Chinese state news agencies are reporting a successful landing of the Chang’e-5 lunar robotic lander, which will seek to return lunar rock samples back to Earth. The launch took off on November 23, and attained lunar orbit on November 28. It launched the lander vehicle on November 30, and the reports today from the China National Space Administration (CNSA) says that at shortly after 10 AM EST it achieved its goal of touching down on the moon’s surface intact.
China’s Chang’e-5 mission will be the third ever to bring back soil or rock samples from the moon — only the U.S. and the former Soviet Union have accomplished that so far. The mission landed on the side of the moon closest to the Earth (which is always the same side, since the moon is locked in its orientation during its orbit around our planet).
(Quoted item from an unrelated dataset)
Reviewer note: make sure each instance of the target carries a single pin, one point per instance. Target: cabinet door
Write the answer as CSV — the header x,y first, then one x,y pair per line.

This landing starts a clock that has a pretty fixed duration in terms of the next steps for the mission — the lander doesn’t actually have a heater unit on board, so it can’t withstand the lunar night. That means it will have to collect the samples it hopes to return within a period spanning the next 14 Earth days, with a potential landing planned for around December 16 or 17 (which means, coincidentally, that if everything goes to plan, China will have its moon rocks back to study just in time for our debut TC Sessions: Space event).
This isn’t the only extraterrestrial sample return mission going on right now — a Lockheed Martin-designed probe successfully retrieved samples from near-Earth asteroid Bennu just last month, and will seek to return those with a trip beginning next March. NASA has also launched its Mars sample-return mission, using the Perseverance rover it launched in July.